Katholische Kirche und Reichskonkordat 1933

BERLIN. (hpd) Mit Blick auf das Reichskonkordat, das heute vor 75 Jahren abgeschlossen wurde

und Hitler einen enormen Popularitätsgewinn im In- und Ausland verschaffte, heißt es oftmals, dass der katholischen Kirche keine Alternativen offen standen. Um sich selbst vor Angriffen der neuen Regierung zu schützen, habe man sich mit ihr an den Verhandlungstisch gesetzt. Gleichzeitig habe man aber immer eine Distanz zur NS-Rassenideologie bewahrt, wie folgende Zeilen aus dem Hirtenbrief der deutschen Bischöfe vom 3. Juni 1933 zeigen: „Freilich vergessen wir über unserer Liebe zum Volke und Vaterland die natürliche und christliche Verbundenheit mit den anderen Völkern und Völkerfamilien nicht, sondern denken an das große, weltweite Gottesreich auf Erden, das der Heiland dazu berief, alle Menschen ohne Unterschied der Sprache und der Zeit, der Nation und Rasse erlösend zu erfassen."

 

Doch wer glaubt, die katholischen Bischöfe hätten sich damit heldenhaft auf die Seite der unterdrückten Juden gestellt, irrt. Nicht ohne Grund sucht man das Wort „Religion" vergebens unter den Begriffen, mit denen der Rassismus zurückgewiesen wurde.

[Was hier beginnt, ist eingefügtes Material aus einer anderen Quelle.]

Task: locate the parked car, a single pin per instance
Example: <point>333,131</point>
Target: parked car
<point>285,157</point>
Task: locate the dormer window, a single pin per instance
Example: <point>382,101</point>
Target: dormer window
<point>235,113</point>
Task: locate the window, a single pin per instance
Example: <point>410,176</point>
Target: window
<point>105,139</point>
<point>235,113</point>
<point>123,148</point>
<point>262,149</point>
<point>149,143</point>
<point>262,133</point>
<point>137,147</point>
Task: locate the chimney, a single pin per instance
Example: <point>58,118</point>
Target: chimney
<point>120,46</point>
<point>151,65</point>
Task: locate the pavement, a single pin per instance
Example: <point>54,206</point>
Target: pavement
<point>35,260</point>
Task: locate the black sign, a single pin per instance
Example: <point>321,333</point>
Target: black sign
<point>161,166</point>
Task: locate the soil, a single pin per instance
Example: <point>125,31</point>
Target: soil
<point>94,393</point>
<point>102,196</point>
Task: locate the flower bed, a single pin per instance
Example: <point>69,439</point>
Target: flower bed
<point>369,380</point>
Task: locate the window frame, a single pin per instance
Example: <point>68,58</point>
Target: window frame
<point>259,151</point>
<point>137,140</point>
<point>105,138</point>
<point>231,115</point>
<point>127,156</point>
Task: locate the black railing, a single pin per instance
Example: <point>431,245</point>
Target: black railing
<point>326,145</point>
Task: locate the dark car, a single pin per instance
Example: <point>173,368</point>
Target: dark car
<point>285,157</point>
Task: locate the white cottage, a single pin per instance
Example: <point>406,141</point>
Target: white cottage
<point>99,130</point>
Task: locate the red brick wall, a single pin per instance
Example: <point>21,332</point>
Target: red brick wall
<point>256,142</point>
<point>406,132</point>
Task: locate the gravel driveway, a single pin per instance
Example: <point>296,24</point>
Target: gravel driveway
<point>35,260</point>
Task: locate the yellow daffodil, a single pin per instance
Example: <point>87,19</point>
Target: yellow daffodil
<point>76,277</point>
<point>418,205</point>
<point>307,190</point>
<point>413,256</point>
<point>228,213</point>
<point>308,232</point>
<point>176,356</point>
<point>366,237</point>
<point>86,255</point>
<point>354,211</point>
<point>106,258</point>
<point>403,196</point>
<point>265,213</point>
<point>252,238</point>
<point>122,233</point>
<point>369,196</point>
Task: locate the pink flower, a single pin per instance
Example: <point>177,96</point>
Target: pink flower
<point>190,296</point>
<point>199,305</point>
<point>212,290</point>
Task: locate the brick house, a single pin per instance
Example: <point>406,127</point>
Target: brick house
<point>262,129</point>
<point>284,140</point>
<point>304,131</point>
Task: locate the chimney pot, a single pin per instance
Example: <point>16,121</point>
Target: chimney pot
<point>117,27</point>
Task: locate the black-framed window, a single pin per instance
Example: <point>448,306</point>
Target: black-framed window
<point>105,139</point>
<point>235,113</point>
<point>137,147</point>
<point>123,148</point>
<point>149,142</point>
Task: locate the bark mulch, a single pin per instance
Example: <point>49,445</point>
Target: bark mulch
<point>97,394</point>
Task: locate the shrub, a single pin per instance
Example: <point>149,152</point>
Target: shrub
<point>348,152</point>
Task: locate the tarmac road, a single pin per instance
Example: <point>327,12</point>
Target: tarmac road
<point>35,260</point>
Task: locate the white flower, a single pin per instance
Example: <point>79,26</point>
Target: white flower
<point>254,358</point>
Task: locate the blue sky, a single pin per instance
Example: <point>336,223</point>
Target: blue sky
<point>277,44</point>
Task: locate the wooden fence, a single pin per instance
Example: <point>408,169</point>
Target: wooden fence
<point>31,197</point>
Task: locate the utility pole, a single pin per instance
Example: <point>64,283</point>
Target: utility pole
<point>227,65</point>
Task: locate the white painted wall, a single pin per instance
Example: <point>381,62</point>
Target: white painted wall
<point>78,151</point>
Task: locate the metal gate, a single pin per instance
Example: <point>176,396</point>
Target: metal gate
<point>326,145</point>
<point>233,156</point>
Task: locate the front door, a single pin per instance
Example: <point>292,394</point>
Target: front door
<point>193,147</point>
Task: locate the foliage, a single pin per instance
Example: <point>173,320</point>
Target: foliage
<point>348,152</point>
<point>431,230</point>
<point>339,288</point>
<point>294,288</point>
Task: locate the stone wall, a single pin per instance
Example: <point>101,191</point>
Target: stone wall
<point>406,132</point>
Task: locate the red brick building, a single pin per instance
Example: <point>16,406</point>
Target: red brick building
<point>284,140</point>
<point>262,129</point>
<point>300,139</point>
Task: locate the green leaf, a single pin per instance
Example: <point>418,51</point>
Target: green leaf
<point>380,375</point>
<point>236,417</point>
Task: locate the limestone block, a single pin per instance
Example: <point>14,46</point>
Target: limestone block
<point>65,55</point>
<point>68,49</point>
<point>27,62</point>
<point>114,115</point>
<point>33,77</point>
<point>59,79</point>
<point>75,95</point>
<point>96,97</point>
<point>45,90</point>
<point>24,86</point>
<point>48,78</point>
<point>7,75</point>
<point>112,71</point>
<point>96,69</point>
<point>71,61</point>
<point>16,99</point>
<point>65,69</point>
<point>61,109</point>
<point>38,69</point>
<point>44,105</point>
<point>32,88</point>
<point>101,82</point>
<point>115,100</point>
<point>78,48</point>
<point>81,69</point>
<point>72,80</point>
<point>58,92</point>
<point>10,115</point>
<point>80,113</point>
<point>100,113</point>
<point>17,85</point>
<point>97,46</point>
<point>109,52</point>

Die Begründung wird nachgeliefert - auch Personen jüdischer Abstammung, die sich taufen ließen, waren unabhängig von ihren neuen Glauben weiterhin als Juden der Rassengesetzgebung unterworfen. Diese, im Sprachgebrauch der Bischöfe genannten nichtarischen Katholiken galt es zu verteidigen - für die anderen Juden fand man weniger warme Worte.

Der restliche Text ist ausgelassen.